Processing of high performance composite cathodes for protonic ceramic fuel cells by exsolution†
Abstract
La0.5Ba0.5CoO3−δ–BaZrO3 (LB–BZ)-based composite materials were prepared by a modified Pechini sol–gel method combined with exsolution. Two different LB–BZ composites were prepared through two alternative thermal treatments of the precursor gel. A metastable single phase with a perovskite crystal structure was first obtained upon annealing the precursor in an inert atmosphere, and it was further transformed into a two-phase composite by in situ exsolution in air. Comparatively, direct calcination of the LB–BZ gel in air resulted in a two-phase composite with different microstructures and compositions of the two phases. The composite cathode formed by exsolution consisted of a matrix of BZ-phase with ∼45 nm grain size embedding ∼20 nm grains of LB-phase, while the composite cathode obtained by direct calcination consisted of a mixture of both phases with 50–60 nm grain size.
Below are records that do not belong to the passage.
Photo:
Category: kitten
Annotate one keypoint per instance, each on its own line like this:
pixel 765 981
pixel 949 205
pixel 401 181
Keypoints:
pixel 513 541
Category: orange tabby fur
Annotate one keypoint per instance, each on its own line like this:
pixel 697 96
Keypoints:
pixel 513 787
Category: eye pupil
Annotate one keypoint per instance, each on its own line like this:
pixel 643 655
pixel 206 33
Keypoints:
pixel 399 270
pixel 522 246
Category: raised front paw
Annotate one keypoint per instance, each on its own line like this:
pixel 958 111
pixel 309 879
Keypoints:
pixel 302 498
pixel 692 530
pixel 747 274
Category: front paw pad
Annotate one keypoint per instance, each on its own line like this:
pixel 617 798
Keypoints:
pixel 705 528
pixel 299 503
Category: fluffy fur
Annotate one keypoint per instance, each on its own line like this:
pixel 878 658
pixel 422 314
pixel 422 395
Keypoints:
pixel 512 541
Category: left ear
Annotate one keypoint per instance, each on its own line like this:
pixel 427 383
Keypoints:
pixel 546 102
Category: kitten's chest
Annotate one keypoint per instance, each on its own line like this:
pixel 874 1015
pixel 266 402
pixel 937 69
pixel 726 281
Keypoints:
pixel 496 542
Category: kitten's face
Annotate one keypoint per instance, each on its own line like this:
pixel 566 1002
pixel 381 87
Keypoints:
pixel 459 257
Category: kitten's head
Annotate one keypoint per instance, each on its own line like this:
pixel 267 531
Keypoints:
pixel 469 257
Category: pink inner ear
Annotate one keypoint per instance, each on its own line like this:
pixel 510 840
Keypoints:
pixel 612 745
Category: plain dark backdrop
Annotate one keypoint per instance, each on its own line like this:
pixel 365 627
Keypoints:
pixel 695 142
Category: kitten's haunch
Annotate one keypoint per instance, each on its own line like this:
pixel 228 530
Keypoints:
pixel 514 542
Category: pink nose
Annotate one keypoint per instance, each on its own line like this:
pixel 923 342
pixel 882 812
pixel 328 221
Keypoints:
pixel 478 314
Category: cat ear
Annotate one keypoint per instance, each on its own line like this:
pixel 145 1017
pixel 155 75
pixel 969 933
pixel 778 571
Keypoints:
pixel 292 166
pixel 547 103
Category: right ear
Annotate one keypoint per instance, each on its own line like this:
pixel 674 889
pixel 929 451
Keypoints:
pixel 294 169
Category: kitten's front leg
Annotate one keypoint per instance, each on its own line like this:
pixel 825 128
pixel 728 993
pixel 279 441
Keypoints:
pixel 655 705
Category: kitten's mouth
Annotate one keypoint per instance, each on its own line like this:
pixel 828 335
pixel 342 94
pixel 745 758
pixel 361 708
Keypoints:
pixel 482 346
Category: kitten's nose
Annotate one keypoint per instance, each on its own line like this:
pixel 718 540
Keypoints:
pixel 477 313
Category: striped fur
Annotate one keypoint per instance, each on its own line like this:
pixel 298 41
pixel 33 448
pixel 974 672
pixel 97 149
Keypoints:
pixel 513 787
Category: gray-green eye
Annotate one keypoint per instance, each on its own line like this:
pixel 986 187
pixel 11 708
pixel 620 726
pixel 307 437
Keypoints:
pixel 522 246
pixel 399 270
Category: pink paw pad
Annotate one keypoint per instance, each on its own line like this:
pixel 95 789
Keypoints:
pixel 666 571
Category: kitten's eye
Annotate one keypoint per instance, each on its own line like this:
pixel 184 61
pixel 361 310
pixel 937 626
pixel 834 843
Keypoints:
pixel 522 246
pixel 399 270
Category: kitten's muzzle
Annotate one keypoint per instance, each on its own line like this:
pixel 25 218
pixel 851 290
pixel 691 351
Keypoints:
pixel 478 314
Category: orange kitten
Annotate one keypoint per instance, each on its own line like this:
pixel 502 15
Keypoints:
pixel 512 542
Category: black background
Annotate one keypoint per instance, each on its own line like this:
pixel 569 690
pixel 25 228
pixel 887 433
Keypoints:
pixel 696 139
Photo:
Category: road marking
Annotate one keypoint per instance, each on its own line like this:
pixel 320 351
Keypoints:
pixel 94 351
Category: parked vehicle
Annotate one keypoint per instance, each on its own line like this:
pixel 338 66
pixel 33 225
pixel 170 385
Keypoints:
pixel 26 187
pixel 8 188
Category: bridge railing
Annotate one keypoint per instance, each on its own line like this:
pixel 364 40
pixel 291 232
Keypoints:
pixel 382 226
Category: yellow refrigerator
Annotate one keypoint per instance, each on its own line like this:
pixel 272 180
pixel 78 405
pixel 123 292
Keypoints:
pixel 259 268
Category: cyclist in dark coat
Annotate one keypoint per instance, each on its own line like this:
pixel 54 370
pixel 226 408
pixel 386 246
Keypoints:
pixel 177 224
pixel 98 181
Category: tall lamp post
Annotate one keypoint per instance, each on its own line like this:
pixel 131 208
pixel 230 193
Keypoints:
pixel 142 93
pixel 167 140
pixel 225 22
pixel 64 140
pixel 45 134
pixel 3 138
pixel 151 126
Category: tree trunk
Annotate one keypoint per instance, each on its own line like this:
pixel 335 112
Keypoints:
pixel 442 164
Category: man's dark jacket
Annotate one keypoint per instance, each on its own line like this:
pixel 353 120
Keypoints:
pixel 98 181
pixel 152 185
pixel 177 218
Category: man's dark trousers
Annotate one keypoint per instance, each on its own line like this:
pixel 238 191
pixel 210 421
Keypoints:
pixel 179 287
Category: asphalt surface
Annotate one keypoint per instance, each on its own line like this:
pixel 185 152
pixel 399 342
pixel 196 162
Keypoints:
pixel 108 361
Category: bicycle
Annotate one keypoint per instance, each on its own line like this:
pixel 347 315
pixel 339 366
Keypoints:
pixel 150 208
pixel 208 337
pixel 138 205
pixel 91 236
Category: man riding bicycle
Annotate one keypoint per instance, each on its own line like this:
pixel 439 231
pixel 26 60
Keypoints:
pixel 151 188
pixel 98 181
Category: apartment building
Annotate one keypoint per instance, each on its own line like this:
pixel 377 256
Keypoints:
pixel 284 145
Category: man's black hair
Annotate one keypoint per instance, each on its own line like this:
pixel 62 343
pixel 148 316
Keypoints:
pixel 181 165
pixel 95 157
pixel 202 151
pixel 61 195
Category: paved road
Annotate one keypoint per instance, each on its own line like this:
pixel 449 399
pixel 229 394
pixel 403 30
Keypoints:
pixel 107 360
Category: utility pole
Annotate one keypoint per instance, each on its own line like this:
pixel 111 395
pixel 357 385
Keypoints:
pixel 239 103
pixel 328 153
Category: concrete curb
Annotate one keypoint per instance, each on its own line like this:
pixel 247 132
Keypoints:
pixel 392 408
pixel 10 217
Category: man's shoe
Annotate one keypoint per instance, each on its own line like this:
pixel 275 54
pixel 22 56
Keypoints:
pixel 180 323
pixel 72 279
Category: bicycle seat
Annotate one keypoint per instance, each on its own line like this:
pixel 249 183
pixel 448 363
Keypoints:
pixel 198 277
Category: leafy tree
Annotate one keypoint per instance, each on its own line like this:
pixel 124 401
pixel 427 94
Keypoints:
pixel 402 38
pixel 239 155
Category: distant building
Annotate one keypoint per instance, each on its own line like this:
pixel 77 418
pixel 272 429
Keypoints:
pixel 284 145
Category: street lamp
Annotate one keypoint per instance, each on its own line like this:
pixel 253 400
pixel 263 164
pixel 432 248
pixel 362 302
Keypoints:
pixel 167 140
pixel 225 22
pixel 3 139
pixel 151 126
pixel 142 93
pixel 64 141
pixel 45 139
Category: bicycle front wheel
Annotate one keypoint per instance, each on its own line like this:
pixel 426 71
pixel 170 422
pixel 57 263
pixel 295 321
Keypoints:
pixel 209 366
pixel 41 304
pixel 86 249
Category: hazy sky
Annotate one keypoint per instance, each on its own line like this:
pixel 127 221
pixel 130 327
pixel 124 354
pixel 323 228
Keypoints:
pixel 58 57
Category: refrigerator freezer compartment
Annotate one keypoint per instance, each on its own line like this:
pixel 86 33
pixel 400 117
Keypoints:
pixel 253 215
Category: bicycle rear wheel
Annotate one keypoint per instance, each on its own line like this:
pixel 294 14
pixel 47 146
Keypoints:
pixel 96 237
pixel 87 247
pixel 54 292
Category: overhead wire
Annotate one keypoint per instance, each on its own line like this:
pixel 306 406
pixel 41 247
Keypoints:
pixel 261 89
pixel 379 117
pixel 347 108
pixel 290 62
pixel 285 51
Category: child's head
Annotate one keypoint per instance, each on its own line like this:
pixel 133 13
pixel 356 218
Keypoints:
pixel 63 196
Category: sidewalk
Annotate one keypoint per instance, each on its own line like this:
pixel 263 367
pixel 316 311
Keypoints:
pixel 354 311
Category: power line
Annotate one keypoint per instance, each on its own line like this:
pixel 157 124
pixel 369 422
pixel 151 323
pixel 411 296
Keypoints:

Electrodes of symmetric half-cells were spray-coated on the BaZr0.9Y0.1O2.95 electrolyte to examine the electrochemical performance by impedance spectroscopy. The lowest area specific resistance (ASR) was obtained for the composite cathode produced by exsolution with an excellent ASR of 1.54 Ω cm2 at 600 °C and 18 Ω cm2 at 400 °C and an activation energy (Ea) of 0.60 eV in 3% moist synthetic air. This work demonstrates the potential of fabricating high performance nanocomposite cathodes with tailored chemical composition by a novel exsolution method.